– Спасибо, что показал мне этот ночной Рим…И тут я на миг увидела себя со стороны: обычная русская студентка, приехавшая за вдохновением, а нашедшая здесь что-то гораздо более глубокое. Я протянула руку и коснулась его плеча, тихо говоря:
– Катерина, – произнёс он негромко. – Ты даже не представляешь, как прекрасен этот город сейчас. Он кажется иным, потому что ты смотришь на него с искренним удивлением и доверием… Когда я фотографирую тебя, я вижу, как ты дышишь с Римом в унисон.
Он слегка наклонился ко мне. Я ощутила аромат табака и какой-то горьковатой травы, может, розмарина, пропитавшего его рубашку. Это касание, лёгкое столкновение дыханий, – всё было таким естественным, будто мы знали друг друга много лет. Я не стала сопротивляться, когда наши губы соприкоснулись в коротком, чуть робком поцелуе, но за этим сомнением вдруг послышался общий стук наших сердец.
В ту минуту я подумала, что иногда самые важные встречи случаются именно так: внезапно, среди ночи, в далёком городе, когда ты вовсе не ждёшь и не надеешься. Эта мысль будто звенела у меня внутри, как приглушённый колокольчик, провозглашающий, что в жизни существуют настоящие чудеса.
Когда мы отстранились друг от друга, Марко взял меня за руку, и мы снова зашагали вперёд. Я не спрашивала, куда он ведёт меня – хотелось просто идти рядом, слушать его тихий голос, чувствовать тепло его ладони. Улицы становились всё уже, фонари исчезали в глубине переулков, и мы оказались на крохотной площади.
Здесь, у древней церкви, было совсем пусто.

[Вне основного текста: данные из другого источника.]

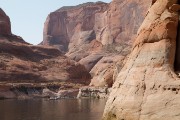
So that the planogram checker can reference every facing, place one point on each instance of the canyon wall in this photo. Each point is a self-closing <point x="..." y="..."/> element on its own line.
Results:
<point x="5" y="25"/>
<point x="26" y="70"/>
<point x="147" y="87"/>
<point x="97" y="35"/>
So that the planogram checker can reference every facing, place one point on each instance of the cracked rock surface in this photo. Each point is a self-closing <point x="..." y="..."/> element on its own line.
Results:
<point x="147" y="88"/>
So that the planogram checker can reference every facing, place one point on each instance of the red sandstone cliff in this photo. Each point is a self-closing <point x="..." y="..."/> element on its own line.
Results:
<point x="147" y="87"/>
<point x="95" y="33"/>
<point x="26" y="66"/>
<point x="5" y="25"/>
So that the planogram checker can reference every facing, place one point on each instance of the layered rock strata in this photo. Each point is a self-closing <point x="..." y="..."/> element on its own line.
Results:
<point x="94" y="32"/>
<point x="25" y="70"/>
<point x="147" y="87"/>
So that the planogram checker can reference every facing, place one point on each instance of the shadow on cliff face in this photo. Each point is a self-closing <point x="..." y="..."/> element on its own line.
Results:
<point x="177" y="57"/>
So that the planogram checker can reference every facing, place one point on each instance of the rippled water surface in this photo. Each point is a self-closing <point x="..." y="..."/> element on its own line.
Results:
<point x="43" y="109"/>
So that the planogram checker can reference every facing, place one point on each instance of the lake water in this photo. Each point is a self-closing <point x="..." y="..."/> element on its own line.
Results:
<point x="44" y="109"/>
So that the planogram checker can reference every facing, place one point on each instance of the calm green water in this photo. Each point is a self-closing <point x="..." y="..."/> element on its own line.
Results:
<point x="43" y="109"/>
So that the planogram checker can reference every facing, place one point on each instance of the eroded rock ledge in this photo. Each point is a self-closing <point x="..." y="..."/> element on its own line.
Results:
<point x="147" y="87"/>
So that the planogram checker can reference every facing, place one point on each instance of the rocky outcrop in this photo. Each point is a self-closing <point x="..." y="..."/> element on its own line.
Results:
<point x="5" y="25"/>
<point x="147" y="87"/>
<point x="95" y="28"/>
<point x="66" y="24"/>
<point x="93" y="92"/>
<point x="22" y="64"/>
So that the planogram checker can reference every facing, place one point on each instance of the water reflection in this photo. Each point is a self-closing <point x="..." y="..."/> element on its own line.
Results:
<point x="41" y="109"/>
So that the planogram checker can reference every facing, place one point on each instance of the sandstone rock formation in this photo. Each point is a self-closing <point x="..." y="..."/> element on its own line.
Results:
<point x="5" y="25"/>
<point x="24" y="66"/>
<point x="96" y="28"/>
<point x="147" y="87"/>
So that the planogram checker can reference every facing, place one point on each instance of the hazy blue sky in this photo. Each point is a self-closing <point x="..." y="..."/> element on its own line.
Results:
<point x="28" y="16"/>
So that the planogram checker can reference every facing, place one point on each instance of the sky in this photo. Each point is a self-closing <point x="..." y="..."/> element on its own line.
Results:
<point x="28" y="16"/>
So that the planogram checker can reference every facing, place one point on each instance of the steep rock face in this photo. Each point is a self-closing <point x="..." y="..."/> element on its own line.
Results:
<point x="147" y="87"/>
<point x="26" y="69"/>
<point x="66" y="23"/>
<point x="96" y="28"/>
<point x="5" y="25"/>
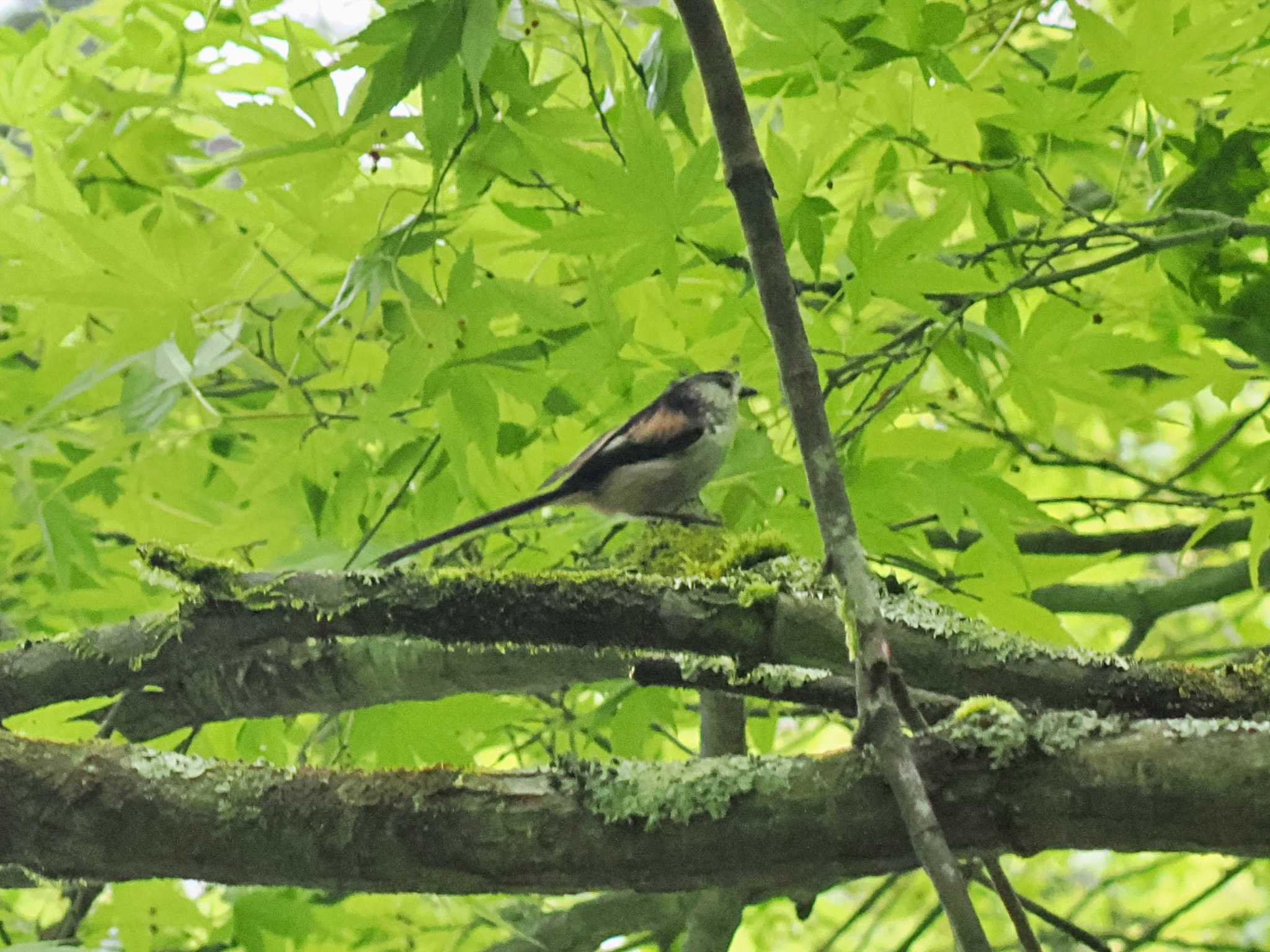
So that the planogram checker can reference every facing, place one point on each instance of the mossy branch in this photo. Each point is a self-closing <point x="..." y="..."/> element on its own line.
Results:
<point x="1068" y="781"/>
<point x="327" y="643"/>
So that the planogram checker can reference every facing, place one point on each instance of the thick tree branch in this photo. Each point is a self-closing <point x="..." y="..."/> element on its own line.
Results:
<point x="305" y="630"/>
<point x="120" y="813"/>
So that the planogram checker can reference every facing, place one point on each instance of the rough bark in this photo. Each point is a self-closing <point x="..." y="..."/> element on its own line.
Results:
<point x="1070" y="781"/>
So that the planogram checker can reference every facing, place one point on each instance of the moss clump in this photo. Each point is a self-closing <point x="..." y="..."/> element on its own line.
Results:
<point x="742" y="552"/>
<point x="162" y="765"/>
<point x="1057" y="731"/>
<point x="193" y="575"/>
<point x="756" y="593"/>
<point x="670" y="550"/>
<point x="655" y="792"/>
<point x="987" y="725"/>
<point x="995" y="726"/>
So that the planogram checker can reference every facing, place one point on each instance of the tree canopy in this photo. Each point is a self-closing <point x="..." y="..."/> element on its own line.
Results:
<point x="280" y="294"/>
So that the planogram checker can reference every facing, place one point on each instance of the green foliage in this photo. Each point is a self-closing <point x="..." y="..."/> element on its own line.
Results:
<point x="257" y="277"/>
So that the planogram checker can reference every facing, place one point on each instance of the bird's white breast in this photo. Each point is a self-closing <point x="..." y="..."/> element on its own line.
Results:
<point x="659" y="487"/>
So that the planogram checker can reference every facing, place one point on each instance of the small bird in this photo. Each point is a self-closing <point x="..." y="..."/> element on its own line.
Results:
<point x="652" y="465"/>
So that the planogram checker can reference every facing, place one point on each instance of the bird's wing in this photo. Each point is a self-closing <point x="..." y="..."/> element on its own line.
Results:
<point x="654" y="432"/>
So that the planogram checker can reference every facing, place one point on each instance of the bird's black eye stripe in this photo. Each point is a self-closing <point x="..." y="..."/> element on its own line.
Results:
<point x="722" y="377"/>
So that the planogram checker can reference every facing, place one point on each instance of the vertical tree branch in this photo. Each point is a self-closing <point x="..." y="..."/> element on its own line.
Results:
<point x="752" y="191"/>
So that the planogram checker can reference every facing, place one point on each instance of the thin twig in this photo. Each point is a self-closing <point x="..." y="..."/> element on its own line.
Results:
<point x="393" y="503"/>
<point x="1010" y="901"/>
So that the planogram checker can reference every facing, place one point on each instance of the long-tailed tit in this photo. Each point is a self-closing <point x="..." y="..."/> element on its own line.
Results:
<point x="651" y="466"/>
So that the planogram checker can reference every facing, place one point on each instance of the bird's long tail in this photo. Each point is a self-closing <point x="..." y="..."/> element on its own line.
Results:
<point x="507" y="512"/>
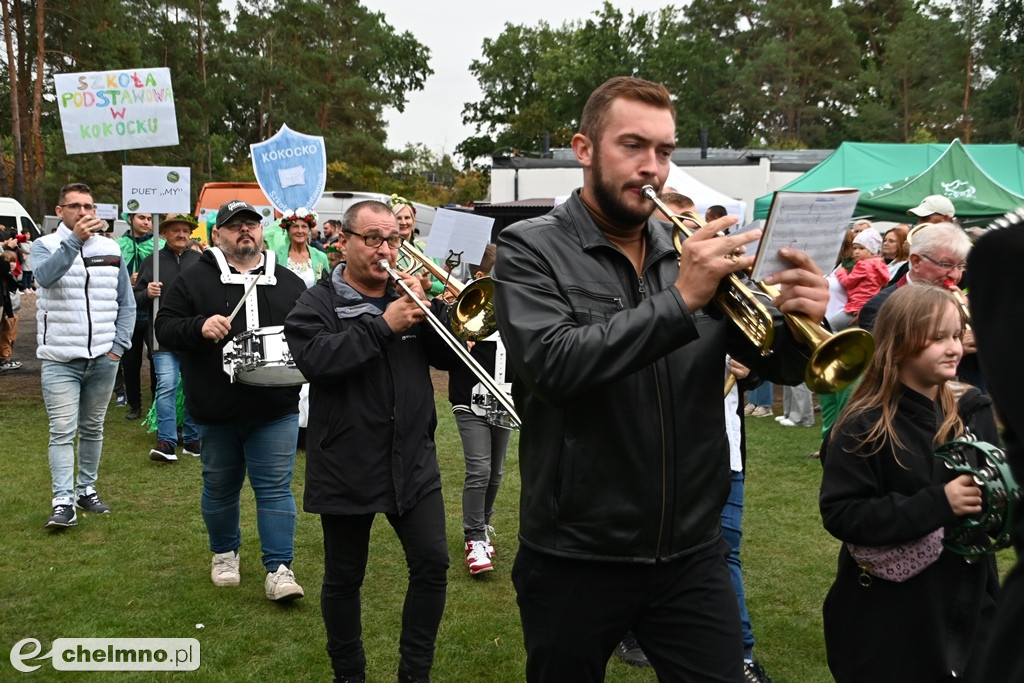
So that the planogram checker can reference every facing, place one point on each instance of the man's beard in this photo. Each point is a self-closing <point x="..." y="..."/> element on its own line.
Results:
<point x="607" y="200"/>
<point x="242" y="251"/>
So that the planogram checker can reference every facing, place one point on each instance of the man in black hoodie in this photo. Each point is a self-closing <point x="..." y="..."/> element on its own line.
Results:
<point x="245" y="428"/>
<point x="371" y="442"/>
<point x="174" y="257"/>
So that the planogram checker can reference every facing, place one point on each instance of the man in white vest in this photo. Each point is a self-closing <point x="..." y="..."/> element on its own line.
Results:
<point x="85" y="317"/>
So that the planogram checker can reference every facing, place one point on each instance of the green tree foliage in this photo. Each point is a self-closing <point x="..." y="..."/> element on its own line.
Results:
<point x="1000" y="105"/>
<point x="328" y="68"/>
<point x="780" y="73"/>
<point x="798" y="80"/>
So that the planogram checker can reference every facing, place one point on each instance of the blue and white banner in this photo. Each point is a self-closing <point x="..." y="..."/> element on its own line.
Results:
<point x="291" y="169"/>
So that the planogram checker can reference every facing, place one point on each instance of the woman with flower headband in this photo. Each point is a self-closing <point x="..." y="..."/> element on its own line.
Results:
<point x="404" y="213"/>
<point x="295" y="253"/>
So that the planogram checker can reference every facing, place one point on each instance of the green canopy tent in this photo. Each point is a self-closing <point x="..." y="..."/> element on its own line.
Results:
<point x="868" y="165"/>
<point x="955" y="175"/>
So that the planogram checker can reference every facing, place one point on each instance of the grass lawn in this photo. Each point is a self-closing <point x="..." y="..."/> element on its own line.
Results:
<point x="143" y="570"/>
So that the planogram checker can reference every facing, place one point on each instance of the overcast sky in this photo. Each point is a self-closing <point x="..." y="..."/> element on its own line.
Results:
<point x="454" y="30"/>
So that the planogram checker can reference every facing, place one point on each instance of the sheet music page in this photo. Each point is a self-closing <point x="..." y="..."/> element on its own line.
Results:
<point x="458" y="231"/>
<point x="813" y="222"/>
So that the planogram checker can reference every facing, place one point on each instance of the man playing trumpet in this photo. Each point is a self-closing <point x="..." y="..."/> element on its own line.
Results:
<point x="623" y="453"/>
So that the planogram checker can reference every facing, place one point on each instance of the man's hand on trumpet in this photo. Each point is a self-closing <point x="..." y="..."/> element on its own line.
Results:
<point x="403" y="312"/>
<point x="706" y="258"/>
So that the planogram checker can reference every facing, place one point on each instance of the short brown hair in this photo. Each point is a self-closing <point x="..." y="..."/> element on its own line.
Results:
<point x="74" y="187"/>
<point x="625" y="87"/>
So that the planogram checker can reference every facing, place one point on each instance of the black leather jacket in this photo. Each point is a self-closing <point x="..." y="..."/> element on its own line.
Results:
<point x="623" y="453"/>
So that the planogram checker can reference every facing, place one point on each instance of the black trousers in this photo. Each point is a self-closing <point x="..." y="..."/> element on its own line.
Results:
<point x="346" y="544"/>
<point x="131" y="365"/>
<point x="682" y="612"/>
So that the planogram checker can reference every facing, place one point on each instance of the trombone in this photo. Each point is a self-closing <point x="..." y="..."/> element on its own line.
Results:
<point x="456" y="345"/>
<point x="837" y="359"/>
<point x="472" y="310"/>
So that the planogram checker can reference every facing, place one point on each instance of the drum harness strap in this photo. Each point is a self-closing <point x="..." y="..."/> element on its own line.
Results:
<point x="267" y="279"/>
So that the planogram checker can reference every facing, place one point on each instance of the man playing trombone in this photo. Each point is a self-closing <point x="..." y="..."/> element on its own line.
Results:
<point x="371" y="436"/>
<point x="624" y="455"/>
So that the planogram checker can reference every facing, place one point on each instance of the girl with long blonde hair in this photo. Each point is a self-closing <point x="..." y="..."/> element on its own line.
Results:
<point x="883" y="486"/>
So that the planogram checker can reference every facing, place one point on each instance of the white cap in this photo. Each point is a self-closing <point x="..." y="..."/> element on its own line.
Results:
<point x="934" y="204"/>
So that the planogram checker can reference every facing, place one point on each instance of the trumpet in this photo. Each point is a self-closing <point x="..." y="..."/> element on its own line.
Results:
<point x="449" y="338"/>
<point x="837" y="359"/>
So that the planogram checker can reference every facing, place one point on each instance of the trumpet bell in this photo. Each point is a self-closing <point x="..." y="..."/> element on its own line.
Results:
<point x="839" y="359"/>
<point x="472" y="314"/>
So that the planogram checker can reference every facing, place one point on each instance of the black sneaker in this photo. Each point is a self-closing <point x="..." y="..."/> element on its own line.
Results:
<point x="163" y="453"/>
<point x="629" y="651"/>
<point x="91" y="503"/>
<point x="755" y="673"/>
<point x="62" y="517"/>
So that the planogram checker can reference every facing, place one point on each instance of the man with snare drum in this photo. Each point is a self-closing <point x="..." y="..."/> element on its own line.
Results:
<point x="245" y="428"/>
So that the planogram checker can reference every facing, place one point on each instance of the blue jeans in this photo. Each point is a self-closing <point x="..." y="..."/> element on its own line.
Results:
<point x="483" y="446"/>
<point x="167" y="368"/>
<point x="76" y="394"/>
<point x="732" y="531"/>
<point x="266" y="450"/>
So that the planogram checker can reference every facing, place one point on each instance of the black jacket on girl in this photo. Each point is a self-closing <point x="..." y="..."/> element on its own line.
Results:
<point x="936" y="624"/>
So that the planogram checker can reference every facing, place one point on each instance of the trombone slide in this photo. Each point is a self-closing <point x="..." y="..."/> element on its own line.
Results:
<point x="456" y="345"/>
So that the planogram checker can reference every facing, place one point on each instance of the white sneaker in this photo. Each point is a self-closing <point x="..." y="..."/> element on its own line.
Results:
<point x="488" y="531"/>
<point x="476" y="557"/>
<point x="281" y="586"/>
<point x="224" y="568"/>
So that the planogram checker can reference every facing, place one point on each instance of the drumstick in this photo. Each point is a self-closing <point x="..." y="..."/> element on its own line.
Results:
<point x="245" y="296"/>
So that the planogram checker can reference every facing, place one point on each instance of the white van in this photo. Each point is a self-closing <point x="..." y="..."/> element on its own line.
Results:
<point x="333" y="205"/>
<point x="12" y="214"/>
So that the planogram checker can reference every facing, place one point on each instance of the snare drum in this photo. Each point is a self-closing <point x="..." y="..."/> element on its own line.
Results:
<point x="261" y="356"/>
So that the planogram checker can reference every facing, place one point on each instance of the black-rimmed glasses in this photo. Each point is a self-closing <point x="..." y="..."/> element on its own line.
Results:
<point x="945" y="265"/>
<point x="375" y="241"/>
<point x="237" y="225"/>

Я запрокинула голову и увидела луну, точно спустившуюся на уровень черепичных крыш. Такое небо видишь лишь раз в жизни: безоблачное, беззвёздное, лишь этот лунный диск, ослепительно белый и холодный.
– Давай присядем, – сказал Марко, и мы опустились на низкую каменную ограду. Его рука продолжала держать мою ладонь, в этом я ощущала спокойствие.
Мы говорили обо всём подряд: о моей жизни в Москве, о его детстве в Тоскане, о том, как он в юности увлёкся живописью, а потом стал фотографировать, когда понял, что не успеет запечатлеть все быстро меняющиеся детали мира лишь кистью и красками. Он рассказывал о своей семье, о старом дедовом доме среди виноградников, где он любил сидеть на маленькой террасе и писать стихи, иногда до самых сумерек.